Es así como empieza la corrupción, es así como se genera la violencia, es así como se vive la desigualdad, es así como la esperanza de la mano de la confianza caminan inseguras, en el país donde el vivo vive del bobo, y donde el que menos uno piensa, termina “tirando chuzo”, porque ya es visto como normal ese proceder.

¿Quién a la hora de solicitar un servicio no ha terminado enemistado con quien lo suministra? ¿Es acaso normal el que de entrada la prevención sea un atisbo de lo que el sentido común nos está advirtiendo? ¿Es justo que abusen de la buena fe, cuando esta nos lanza a creer que es posible el que se haga bien?

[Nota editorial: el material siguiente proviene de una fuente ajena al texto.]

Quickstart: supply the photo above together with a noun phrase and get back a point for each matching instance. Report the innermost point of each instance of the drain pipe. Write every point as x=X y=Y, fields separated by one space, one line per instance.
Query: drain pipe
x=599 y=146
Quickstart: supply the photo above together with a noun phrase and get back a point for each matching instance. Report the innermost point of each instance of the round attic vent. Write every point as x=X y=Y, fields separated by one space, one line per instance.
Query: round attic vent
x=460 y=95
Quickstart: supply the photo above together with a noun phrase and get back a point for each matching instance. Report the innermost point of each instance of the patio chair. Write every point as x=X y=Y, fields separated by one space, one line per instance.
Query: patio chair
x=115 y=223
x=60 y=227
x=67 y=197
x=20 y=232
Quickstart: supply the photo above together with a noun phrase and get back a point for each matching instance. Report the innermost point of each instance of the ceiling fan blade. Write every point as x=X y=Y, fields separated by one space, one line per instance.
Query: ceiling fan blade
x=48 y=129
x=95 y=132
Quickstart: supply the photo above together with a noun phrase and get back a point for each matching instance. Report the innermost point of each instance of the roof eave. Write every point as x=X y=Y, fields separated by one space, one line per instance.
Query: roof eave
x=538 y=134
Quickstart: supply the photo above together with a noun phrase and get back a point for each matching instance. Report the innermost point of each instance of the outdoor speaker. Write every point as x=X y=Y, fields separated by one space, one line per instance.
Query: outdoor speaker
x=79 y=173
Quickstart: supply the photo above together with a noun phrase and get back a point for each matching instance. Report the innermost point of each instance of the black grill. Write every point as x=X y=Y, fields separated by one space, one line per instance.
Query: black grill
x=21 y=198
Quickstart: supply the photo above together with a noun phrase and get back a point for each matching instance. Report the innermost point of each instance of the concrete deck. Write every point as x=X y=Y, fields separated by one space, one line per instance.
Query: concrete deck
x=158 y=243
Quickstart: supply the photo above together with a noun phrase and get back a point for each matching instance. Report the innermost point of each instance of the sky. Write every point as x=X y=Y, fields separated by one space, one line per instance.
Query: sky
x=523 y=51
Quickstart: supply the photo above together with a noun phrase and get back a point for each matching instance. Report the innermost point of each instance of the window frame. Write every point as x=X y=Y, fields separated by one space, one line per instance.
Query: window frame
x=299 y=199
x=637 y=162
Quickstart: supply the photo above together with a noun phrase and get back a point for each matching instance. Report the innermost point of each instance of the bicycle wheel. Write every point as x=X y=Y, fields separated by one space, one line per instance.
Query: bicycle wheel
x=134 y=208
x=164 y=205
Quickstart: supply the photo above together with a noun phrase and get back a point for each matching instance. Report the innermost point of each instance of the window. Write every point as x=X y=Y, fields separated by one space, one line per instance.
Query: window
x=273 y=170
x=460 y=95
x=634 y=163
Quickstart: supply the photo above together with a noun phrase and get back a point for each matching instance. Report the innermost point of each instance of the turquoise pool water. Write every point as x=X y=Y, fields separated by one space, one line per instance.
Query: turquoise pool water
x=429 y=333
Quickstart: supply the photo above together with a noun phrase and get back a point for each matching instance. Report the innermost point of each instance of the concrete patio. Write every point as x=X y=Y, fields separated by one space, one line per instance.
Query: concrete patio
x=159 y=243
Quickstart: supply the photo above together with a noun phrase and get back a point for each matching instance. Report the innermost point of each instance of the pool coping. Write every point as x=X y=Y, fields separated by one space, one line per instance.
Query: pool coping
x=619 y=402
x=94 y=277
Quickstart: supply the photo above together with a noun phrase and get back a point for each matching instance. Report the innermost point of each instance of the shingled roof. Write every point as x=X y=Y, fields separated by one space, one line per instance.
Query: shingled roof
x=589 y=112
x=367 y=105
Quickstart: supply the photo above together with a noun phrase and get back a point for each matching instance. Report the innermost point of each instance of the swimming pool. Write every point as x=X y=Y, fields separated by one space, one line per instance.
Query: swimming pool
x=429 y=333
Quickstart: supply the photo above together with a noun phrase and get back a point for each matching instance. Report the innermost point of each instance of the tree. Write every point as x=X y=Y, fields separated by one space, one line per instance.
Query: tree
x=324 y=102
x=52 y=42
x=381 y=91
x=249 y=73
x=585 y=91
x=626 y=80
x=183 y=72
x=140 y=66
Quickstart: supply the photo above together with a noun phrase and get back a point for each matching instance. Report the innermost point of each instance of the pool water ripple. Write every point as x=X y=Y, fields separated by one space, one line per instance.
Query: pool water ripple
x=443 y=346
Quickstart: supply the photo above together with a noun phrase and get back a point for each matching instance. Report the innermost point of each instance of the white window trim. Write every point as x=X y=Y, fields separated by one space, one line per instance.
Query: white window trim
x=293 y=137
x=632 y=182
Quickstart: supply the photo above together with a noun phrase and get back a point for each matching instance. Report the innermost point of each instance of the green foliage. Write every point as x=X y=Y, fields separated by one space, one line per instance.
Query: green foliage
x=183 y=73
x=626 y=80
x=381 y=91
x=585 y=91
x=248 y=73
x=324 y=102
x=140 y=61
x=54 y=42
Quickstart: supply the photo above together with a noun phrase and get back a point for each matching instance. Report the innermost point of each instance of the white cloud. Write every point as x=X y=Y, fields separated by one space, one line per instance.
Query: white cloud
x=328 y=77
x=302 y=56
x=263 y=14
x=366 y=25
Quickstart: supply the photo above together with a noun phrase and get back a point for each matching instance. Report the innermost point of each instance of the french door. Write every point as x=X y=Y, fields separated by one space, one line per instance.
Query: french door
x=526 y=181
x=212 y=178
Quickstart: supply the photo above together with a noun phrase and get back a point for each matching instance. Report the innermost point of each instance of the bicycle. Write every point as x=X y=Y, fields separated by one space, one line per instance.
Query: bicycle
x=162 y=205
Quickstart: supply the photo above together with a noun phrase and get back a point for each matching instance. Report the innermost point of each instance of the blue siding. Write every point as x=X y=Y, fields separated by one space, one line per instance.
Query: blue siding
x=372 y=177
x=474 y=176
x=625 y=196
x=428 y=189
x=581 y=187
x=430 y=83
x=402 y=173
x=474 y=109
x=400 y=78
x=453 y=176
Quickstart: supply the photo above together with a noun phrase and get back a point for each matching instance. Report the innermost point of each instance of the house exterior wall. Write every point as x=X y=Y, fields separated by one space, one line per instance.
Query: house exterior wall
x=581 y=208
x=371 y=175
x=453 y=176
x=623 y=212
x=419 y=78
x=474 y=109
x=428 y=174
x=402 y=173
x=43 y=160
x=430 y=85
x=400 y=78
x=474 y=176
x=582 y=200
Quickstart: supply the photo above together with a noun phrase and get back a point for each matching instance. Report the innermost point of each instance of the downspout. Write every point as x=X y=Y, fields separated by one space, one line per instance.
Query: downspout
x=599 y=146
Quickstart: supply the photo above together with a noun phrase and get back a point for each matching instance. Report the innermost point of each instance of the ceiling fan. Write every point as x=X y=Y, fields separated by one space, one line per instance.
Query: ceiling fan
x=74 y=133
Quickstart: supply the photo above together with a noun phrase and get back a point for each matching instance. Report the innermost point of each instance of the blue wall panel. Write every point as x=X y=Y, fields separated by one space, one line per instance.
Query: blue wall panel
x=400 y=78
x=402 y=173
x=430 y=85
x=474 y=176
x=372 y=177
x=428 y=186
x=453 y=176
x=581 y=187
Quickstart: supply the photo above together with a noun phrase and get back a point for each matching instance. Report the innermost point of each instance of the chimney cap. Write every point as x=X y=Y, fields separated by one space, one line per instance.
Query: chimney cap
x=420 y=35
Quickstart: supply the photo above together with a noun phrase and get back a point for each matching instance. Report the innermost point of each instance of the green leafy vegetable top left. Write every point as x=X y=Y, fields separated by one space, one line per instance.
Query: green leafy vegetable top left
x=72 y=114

Necesitamos personas honestas, hombres y mujeres que desde lo que hagan generen credibilidad; personas que lean como una bendición el arte que Dios les ha regalado; que entiendan el servicio como una oportunidad grande para cultivar la solidaridad, y lean el trabajo como un ejercicio también de la caridad… Necesitamos personas que desde su oficio, por sencillo que sea, reflejen la bondad del corazón, a veces tan escasa, y muestren que es posible en un mundo tan lleno de maldad, obrar bien y hacer las cosas bien.

El ventajoso no sabe apreciar la bendición, por eso la arriesga; no sabe valorar la amistad, por eso no la cuida; no sabe cultivar los valores, seguramente ha estado ausente de ellos; no sabe de transparencia, se ha movido turbiamente; no sabe prever el futuro, por eso agota la oportunidad; le falta tacto para abrir puertas, porque su actuar ya ha empezado a cerrarlas.  

Bien atina la Sagrada Escritura cuando dice: “Ciertamente los hombres de este mundo, son más astutos con su gente que los hijos de la luz” (Lc 16,8) El ventajoso vive su momento, pero lo que no sabe es que la vida en algún instante le tomará ventaja, y lo dejará atrás.

Qué bueno fuera un mundo donde la única ventaja que yo le tome al otro sea la de querer ayudar, desaparecería el gremio de los torcidos, y podríamos bien construir una generación de gente buena, honesta, transparente; un gremio donde nos tendamos la mano y cultivemos el valor tan necesario de la gratuidad.